| ← Previous race | Next race → |

Race details
- Date: 9 June 2024
- Official name: Formula 1 AWS Grand Prix du Canada 2024
- Location: Circuit Gilles Villeneuve, Montréal, Quebec, Canada
- Course: Semi-permanent racing facility
- Course length: 4.361 km (2.710 miles)
- Distance: 70 laps, 305.270 km (189.686 miles)
- Weather: Rainy at start, dry later
- Attendance: 350,000

Pole position
- Driver: George Russell; / Mercedes
- Time: 1:12.000

Fastest lap
- Driver: Lewis Hamilton / Mercedes
- Time: 1:14.856 on lap 70

Podium
- First: Max Verstappen; / Red Bull Racing-Honda RBPT
- Second: Lando Norris; / McLaren-Mercedes
- Third: George Russell; / Mercedes

= 2024 Canadian Grand Prix =

Formula One motor race

The 2024 Canadian Grand Prix (officially known as the Formula 1 AWS Grand Prix du Canada 2024) was a Formula One motor race, which was held on 9 June 2024, at the Circuit Gilles Villeneuve in Montreal, Quebec, Canada. It was the ninth round of the 2024 Formula One World Championship. In a rain affected race, Max Verstappen won his sixtieth Grand Prix, ahead of Lando Norris and George Russell, who scored Mercedes's first Grand Prix podium finish of the season. After struggling in qualifying, with both cars failing to reach Q3 for the first time since the 2021 Belgian Grand Prix, Ferrari suffered their first double DNF since the 2022 Azerbaijan Grand Prix.
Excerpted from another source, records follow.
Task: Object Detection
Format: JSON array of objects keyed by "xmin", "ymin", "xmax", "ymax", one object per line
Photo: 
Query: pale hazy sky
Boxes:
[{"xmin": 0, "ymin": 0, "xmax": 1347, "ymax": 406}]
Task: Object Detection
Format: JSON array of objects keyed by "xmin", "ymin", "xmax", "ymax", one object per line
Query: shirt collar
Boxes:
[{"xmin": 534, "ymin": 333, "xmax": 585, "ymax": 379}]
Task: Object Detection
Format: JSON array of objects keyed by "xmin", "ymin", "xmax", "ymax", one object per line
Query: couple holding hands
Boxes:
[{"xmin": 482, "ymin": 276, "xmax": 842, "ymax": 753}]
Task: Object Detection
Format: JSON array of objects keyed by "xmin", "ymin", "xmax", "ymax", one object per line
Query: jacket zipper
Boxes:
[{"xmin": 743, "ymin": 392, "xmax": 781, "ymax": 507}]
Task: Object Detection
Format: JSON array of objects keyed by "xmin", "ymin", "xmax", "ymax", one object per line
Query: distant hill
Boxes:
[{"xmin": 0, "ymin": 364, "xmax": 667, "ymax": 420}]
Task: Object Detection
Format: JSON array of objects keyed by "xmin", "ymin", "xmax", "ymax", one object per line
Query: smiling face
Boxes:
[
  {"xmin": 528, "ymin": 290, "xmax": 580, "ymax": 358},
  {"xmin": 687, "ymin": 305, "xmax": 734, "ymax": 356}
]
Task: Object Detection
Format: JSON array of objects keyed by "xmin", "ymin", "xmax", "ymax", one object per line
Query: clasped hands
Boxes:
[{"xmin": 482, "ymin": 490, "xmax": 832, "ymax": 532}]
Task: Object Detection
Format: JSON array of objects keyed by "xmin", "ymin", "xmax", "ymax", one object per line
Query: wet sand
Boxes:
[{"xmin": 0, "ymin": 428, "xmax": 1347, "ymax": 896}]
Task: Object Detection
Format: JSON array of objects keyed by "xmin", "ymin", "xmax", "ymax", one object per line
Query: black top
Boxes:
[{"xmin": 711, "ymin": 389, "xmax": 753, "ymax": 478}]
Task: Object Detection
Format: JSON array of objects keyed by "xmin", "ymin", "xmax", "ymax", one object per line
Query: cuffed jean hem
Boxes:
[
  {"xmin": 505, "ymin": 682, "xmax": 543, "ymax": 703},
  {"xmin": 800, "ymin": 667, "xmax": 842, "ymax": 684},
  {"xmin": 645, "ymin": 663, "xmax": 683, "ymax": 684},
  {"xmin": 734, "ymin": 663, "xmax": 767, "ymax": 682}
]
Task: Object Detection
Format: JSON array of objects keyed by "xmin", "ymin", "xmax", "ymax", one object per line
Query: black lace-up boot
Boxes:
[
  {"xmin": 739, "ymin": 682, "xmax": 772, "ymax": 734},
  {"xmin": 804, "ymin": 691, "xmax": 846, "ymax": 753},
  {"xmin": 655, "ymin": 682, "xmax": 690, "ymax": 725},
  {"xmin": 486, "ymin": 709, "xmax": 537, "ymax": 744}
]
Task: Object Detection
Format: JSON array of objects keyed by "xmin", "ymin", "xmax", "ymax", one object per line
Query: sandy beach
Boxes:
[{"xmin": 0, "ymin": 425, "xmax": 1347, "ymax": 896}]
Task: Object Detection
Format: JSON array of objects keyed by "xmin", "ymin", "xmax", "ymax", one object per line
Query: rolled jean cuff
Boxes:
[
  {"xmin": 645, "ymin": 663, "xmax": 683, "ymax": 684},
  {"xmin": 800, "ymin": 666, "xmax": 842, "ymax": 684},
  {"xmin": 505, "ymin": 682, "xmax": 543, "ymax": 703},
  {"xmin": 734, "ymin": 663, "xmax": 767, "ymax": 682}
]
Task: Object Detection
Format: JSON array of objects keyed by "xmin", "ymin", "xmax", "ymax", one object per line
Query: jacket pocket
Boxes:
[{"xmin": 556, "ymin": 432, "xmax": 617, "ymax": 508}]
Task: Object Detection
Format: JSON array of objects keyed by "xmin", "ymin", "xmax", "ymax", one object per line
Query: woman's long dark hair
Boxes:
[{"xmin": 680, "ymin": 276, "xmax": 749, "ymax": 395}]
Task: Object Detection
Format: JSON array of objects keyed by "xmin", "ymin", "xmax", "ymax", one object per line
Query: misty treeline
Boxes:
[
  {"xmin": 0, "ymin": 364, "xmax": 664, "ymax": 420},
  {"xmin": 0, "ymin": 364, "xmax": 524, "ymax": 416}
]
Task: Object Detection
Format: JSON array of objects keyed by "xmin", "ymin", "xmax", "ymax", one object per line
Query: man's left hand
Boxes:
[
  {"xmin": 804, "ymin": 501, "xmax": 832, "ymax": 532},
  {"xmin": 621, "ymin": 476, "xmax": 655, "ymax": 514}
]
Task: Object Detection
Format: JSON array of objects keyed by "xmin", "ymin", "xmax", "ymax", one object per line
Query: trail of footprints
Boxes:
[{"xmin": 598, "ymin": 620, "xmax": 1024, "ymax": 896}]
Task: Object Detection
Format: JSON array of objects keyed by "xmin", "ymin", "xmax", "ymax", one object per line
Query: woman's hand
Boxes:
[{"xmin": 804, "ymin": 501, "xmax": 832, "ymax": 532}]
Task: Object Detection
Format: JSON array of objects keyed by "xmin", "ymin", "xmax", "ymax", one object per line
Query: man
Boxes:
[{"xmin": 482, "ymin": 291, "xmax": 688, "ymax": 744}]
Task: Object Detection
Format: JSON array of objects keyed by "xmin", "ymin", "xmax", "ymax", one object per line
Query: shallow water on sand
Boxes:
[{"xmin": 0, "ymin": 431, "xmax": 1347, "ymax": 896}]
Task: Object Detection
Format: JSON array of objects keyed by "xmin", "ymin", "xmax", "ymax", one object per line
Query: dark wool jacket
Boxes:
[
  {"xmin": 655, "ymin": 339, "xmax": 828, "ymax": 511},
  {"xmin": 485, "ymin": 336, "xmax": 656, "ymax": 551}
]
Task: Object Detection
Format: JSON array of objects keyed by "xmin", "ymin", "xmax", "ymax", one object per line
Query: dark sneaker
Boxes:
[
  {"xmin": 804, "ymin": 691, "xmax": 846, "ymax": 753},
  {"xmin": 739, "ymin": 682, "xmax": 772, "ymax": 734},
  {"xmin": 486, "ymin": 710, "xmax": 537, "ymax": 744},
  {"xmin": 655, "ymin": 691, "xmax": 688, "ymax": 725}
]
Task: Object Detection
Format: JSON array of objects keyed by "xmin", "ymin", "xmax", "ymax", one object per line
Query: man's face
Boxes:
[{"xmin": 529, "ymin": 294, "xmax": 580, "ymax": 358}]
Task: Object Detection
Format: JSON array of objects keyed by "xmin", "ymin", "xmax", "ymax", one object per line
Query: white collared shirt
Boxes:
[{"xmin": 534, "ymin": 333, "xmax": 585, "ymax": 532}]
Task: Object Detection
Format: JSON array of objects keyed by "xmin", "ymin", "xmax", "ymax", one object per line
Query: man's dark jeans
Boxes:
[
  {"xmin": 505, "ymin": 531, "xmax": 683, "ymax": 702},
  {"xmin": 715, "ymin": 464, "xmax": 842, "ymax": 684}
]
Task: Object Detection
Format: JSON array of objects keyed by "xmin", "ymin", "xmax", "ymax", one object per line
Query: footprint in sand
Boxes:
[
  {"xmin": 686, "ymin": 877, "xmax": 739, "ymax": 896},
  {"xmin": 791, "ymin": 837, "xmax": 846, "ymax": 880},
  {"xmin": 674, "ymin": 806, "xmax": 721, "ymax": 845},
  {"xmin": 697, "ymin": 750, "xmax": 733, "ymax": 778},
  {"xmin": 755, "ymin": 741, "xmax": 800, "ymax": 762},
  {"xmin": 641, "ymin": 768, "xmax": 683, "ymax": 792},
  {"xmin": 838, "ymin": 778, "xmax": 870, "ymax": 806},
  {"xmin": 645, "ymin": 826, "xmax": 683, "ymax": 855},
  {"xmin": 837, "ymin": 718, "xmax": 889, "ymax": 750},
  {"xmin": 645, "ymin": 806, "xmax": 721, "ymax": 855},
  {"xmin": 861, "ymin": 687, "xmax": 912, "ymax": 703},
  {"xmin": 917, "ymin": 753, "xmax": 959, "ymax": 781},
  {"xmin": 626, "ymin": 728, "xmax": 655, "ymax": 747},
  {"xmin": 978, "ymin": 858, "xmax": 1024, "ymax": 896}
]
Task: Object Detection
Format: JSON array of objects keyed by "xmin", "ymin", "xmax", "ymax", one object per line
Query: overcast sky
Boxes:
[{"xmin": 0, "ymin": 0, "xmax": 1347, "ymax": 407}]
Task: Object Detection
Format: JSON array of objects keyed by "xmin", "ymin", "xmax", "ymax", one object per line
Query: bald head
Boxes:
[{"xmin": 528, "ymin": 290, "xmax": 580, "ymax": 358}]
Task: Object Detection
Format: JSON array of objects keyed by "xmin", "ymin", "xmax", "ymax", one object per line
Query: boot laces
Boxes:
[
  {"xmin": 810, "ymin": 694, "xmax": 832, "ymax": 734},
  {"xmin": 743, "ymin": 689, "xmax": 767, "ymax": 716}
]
Following his victory, coupled with Ferrari not finishing, Verstappen and Red Bull were able to extend their respective leads in the Drivers' and Constructors' Championship to 56 and 49 points over Charles Leclerc and Ferrari, respectively.

== Background ==
The event was held at the Circuit Gilles Villeneuve in Montreal for the 43rd time in the circuit's history, across the weekend of 7–9 June. The Grand Prix was the ninth round of the 2024 Formula One World Championship and the 53rd running of the Canadian Grand Prix as a round of the Formula One World Championship.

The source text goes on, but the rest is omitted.